The smoke did not disperse. It lingered in the tunnels, slow and stubborn, settling into cracks and low grooves in the stone as if the labyrinth itself refused to let it pass. The deeper they went, the thicker it became, weighing down the air with a dull pressure. It did not feel like a trail. It felt like a signal.
Ren walked ahead with measured steps, her senses stretched thin. Her blade remained drawn, a narrow edge of restrained Qi running along it, steady and controlled. She had stopped speaking unless necessary; the last encounter had made that clear. Hesitation had no place here.
Dver followed a few steps behind, his gait uneven, his breathing shallow and strained just enough to seem real. The censer hung loosely from his hand, swaying with each step and releasing that same heavy purple smoke. He did not look around. He did not need to. Every shift in the air settled into place, every echo carrying shape. The labyrinth was not confusing, it had structure. Airflow, distance, pressure… even the way the smoke bent around unseen turns told him enough.
Three ahead. Not rushing.
Dver lowered his gaze slightly. No Void. Not here. If it was seen, it would be remembered. Then the body would suffice.
"Stop," Ren said.
Too late.
Three figures stepped out from a side passage, their formation intact, their movements controlled. They did not rush. They watched.
"So it's true," one of them said. "The smoke."
Ren adjusted her stance. "Move."
The man's eyes shifted past her, settling briefly on Dver. "Everyone who finds you dies."
The second tightened his grip. "And yet he lives."
The third said nothing. He was already moving.
Ren met the first strike, her blade turning it aside cleanly. The second followed immediately, pressing her flank and forcing her to adjust. Their rhythm was tight, practiced. The third slipped past them without hesitation, moving straight through the smoke toward Dver, his blade aimed for the throat.
Dver reacted late, late enough.
He stumbled backward, his heel catching on uneven stone as his balance broke. The censer slipped in his grip and swung wide in a clumsy arc. The blow caved in the side of the man's skull. The motion was weak; the result was not.
Bone gave way under the impact, the side of the head collapsing inward as if hollow. Teeth snapped loose and drove back into the throat. Blood and fragments spilled from what remained of his mouth as the body dropped without resistance.
Ren heard it but did not turn. She could not. The other two pressed harder, tightening their formation and forcing her back. Their blades came in sequence, denying her any space to recover.

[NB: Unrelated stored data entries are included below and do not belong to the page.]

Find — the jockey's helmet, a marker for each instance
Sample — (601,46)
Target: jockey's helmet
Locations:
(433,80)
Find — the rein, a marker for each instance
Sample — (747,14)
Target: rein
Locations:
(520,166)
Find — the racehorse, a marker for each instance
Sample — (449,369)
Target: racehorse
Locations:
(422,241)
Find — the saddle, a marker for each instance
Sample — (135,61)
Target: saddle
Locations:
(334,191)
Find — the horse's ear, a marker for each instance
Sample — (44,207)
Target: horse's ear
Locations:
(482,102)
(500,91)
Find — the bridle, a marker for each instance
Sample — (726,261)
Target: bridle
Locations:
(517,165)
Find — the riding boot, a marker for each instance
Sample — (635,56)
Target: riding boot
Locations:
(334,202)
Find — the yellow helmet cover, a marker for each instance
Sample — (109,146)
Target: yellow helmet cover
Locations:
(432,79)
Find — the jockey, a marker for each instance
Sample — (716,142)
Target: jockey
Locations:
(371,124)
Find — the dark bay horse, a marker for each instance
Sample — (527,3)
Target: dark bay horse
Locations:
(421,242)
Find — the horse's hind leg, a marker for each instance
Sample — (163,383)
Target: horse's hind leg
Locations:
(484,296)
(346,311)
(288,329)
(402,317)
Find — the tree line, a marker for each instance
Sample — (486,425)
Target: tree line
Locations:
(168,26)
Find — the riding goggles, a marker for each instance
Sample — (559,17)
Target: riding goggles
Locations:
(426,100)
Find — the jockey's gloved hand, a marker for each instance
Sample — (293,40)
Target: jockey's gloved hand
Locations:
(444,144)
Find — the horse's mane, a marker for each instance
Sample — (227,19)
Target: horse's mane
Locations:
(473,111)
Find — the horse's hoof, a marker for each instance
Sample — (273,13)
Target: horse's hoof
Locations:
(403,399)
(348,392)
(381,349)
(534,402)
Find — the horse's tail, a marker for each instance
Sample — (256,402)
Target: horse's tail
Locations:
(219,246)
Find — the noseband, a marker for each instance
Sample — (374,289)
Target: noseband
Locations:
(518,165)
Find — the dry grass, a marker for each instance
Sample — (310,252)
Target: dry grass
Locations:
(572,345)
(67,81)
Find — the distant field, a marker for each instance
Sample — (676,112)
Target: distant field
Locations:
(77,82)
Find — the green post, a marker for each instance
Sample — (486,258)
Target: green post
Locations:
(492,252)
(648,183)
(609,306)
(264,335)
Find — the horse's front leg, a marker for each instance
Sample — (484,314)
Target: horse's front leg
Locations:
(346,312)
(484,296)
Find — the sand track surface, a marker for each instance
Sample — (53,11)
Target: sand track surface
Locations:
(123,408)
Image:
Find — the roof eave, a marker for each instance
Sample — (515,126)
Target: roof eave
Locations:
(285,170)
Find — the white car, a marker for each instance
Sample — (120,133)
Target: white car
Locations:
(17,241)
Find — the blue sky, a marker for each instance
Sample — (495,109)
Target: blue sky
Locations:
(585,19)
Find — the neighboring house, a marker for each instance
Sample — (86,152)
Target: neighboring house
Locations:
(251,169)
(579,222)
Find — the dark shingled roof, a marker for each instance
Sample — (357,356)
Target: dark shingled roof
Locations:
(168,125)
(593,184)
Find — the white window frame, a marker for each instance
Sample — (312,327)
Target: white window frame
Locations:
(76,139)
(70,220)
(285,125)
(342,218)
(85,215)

"Watch him!" one of them snapped.
"I am,"
Too late.
Dver stepped in. He didn't need speed. Only the correct amount of force applied at the correct moment. Anything more was waste. Anything less was risk. His elbow drove forward into the second man's throat. There was no clean break. The windpipe folded under the pressure, cartilage collapsing as the structure failed. The man staggered, hands flying to his neck, fingers digging into flesh that no longer held shape. He tried to breathe. Nothing passed. Only a thin, broken wheeze escaped him before blood forced its way up.
Dver stepped back.
Ren ended the last. Her blade went in clean, slipping through ribs and into the heart. The man stiffened once, then went still.
The tunnel fell quiet. Blood spread across the uneven stone, seeping into stains that had never truly dried. The air thickened with heat and iron. For a few breaths, neither of them moved.
Then Ren turned. Her gaze moved over the bodies before settling on Dver. He stood where he had been, shoulders drawn in, breathing uneven, the censer trembling slightly in his hand.
"I… I didn't mean to," he said, his voice unsteady. "He just… came at me…"
Ren watched him longer this time. "…You're either the luckiest man I've ever seen," she said slowly, "or something I don't understand yet."
Dver lowered his head. "I don't understand anything," he replied quietly.
Ren did not answer. She turned and started moving again. "Stay close."
Dver followed. The smoke trailed behind him, thick and unmistakable, marking their path through the labyrinth. His steps remained uneven, his breathing strained, his presence small.
None of it was real.
He had not used the Void. He had not needed to. Flesh, when pushed far enough, failed just as easily.
Ahead, deeper in the tunnels, movement shifted. Groups changed direction. Some slowed. Others stopped entirely. Something was beginning to take shape, not certainty, not yet, but doubt. And doubt, once it took hold, did not fade.
Behind Ren, Dver walked in silence. They would come again, not because they were hunting him, but because they could not ignore what was drawing them forward. And when they reached him, they would still believe they were the ones in control.